La question des contrôles est inscrite à l’agenda politique depuis leur mise en place. Une stratégie en
vue de leur levée avait été formulée en 2011 par le précédent gouvernement, et le gouvernement au pouvoir
depuis 2013 a pris plusieurs initiatives concrètes en la matière, avec la réalisation de travaux techniques
pilotés par le Ministère des Finances, assisté de nombreux experts internationaux, rapportant régulièrement
sur la situation vis-à-vis des contrôles de capitaux, et le lancement d’un travail législatif au parlement islandais.
Conformément aux annonces faites en début d’année, le gouvernement islandais a annoncé le 8 juin 2015
un plan de levée progressive des contrôles de capitaux, qui devrait être prochainement approuvé par le
Parlement. A l’issue d’un travail d’analyse préparatoire qui a bénéficié de l’aide d’experts nationaux et
internationaux, le gouvernement a identifié deux poches de risques : les actifs des structures de liquidation
des trois anciennes banques Glitnir, Kaupthing et Landsbanki (500 Mds ISK en monnaie islandaise et 400
Mds ISK en devises), et les actifs liquides en monnaie islandaise détenus par des résidents étrangers (« ISK
offshores », 300 Mds ISK).
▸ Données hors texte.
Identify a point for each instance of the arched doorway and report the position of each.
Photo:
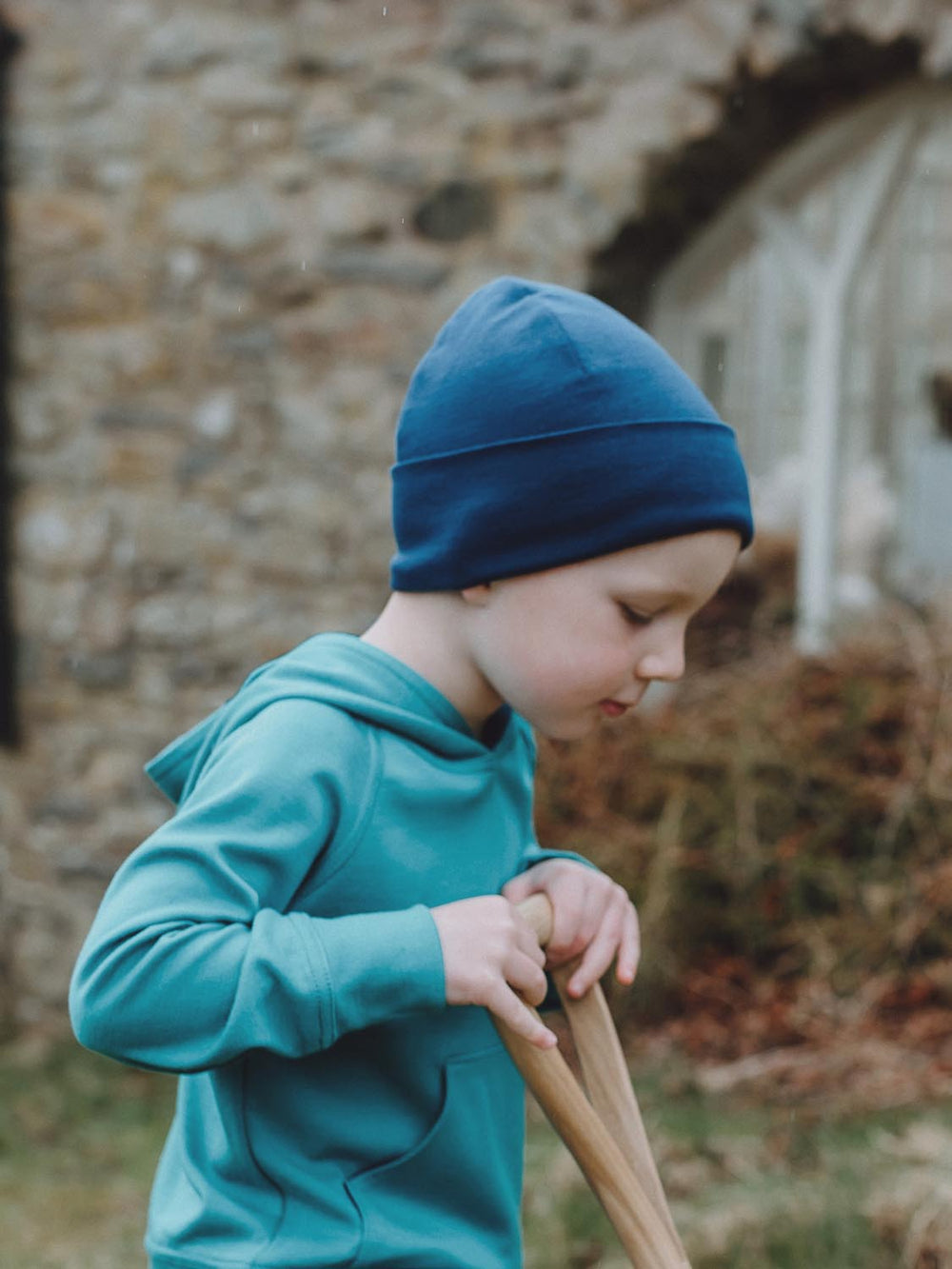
(815, 312)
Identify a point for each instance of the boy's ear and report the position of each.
(476, 595)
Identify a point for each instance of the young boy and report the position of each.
(311, 938)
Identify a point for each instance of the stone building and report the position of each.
(231, 228)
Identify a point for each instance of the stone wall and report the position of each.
(235, 228)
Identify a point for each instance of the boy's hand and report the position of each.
(593, 919)
(490, 955)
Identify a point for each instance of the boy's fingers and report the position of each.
(527, 978)
(509, 1009)
(617, 936)
(630, 949)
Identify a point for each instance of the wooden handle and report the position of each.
(616, 1162)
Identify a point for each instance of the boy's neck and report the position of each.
(428, 633)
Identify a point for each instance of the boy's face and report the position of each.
(582, 643)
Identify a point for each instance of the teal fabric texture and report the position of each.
(272, 944)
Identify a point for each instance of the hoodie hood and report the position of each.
(343, 671)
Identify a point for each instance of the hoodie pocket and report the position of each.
(453, 1200)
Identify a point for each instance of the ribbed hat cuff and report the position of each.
(529, 506)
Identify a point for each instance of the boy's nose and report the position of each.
(665, 662)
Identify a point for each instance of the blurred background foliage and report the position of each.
(783, 823)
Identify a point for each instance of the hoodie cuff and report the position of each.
(373, 967)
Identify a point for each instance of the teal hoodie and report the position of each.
(272, 943)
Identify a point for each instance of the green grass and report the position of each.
(752, 1185)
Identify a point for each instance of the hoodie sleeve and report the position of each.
(194, 959)
(535, 854)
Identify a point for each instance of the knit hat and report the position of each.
(543, 427)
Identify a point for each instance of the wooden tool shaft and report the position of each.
(640, 1230)
(605, 1136)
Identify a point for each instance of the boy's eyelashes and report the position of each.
(632, 616)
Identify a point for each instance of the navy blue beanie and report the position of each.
(543, 427)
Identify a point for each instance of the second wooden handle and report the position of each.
(605, 1136)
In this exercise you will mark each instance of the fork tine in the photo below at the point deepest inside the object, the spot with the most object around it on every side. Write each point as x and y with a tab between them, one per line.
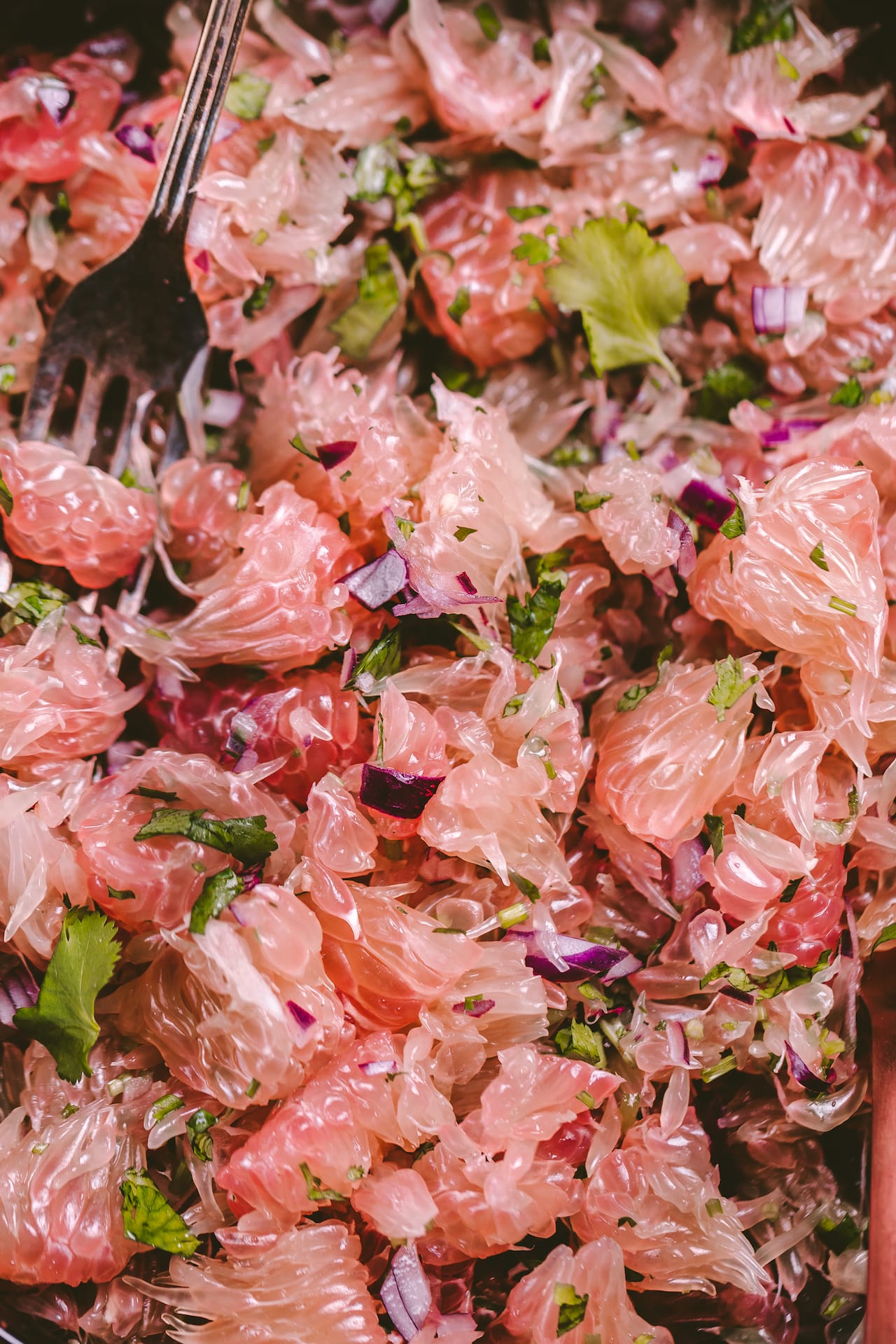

Les créanciers des anciennes banques auraient deux options pour sortir leurs
capitaux d’Islande : le paiement d’une « taxe de stabilité » de l’ordre de 39 % sur le total des actifs ou
l’élaboration de plan de sortie respectant plusieurs conditions garantissant un impact maitrisable sur la balance
des paiements ; c’est vers cette seconde solution que les trois anciennes banques semblent s’orienter, avec
la présentation de propositions incluant des « contributions à la stabilité ». La sortie des « ISK offshore » serait
gérée par des mécanismes d’enchères garantissant l’équilibre sur le marché des changes. Les premières
échéances inscrites dans le communiqué, qui n’indique pas de calendrier contraignant, portent sur la fin 2015
pour l’évaluation des actifs des anciennes banques.